The first step creates an array of times corresponding to one-unit increases in time. The second creates the intercept term. Finally, we concatenate the intercept column and the linear term columns together into the design matrix for time. Now we can specify and fit the corresponding pooled logistic model. Note that only 3 starting values need to be provided, since the design matrix for time has two terms.

>>> def psi(theta):
>>>     return ee_plogit(theta=theta, X=d[['statin', ]], delta=d['d'], t=d['t'],
>>>                               S=s_matrix)
>>> inits = [0., ] + [-3., 0.]
>>> estr = MEstimator(stacked_equations=psi, init=inits)
>>> estr.estimate()

Weighted models can be estimated by specifying the optional weights argument.

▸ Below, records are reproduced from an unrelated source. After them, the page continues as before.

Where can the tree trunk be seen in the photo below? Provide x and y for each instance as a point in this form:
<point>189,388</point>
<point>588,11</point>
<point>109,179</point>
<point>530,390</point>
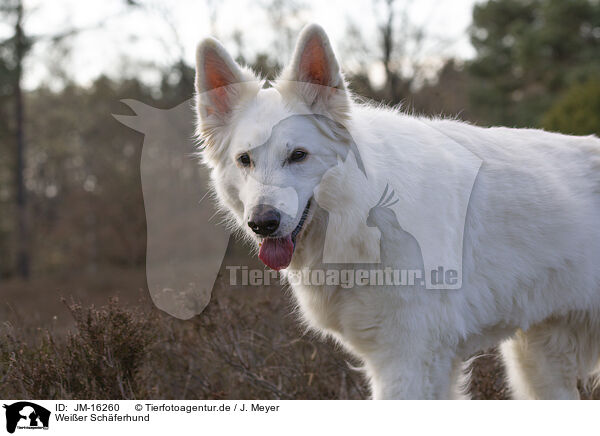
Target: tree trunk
<point>21,194</point>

This can be a set of weights fixed as baseline, provided as a 1D array (like other regression models). Unlike other regression models, ee_plogit also allows for weights to be time-varying (i.e., a 2D array can be input). Note that the dimensions of the 2D array need to correspond to the time intervals of \(\mathbb{S}\), so it should be n-by-K dimensions.

References

Abbott RD. (1985). Logistic regression in survival analysis. American Journal of Epidemiology, 121(3), 465-471.

D’Agostino RB, Lee ML, Belanger AJ, Cupples LA, Anderson K, & Kannel WB. (1990). Relation of pooled logistic regression to time dependent Cox regression analysis: the Framingham Heart Study. Statistics in Medicine, 9(12), 1501-1515.

Murray EJ, Caniglia EC, & Petito LC. (2021). Causal survival analysis: a guide to estimating intention-to-treat and per-protocol effects from randomized clinical trials with non-adherence. Research Methods in Medicine & Health Sciences, 2(1), 39-49.

Zivich PN, Cole SR, Shook-Sa BE, DeMonte JB, & Edwards JK. (2025). Estimating equations for survival analysis with pooled logistic regression. arXiv:2504.13291

Zivich PN, Klose M, DeMonte JB, Shook-Sa BE, Cole SR, & Edwards JK. (2026). An Improved Pooled Logistic Regression Implementation. Epidemiology, In-Press.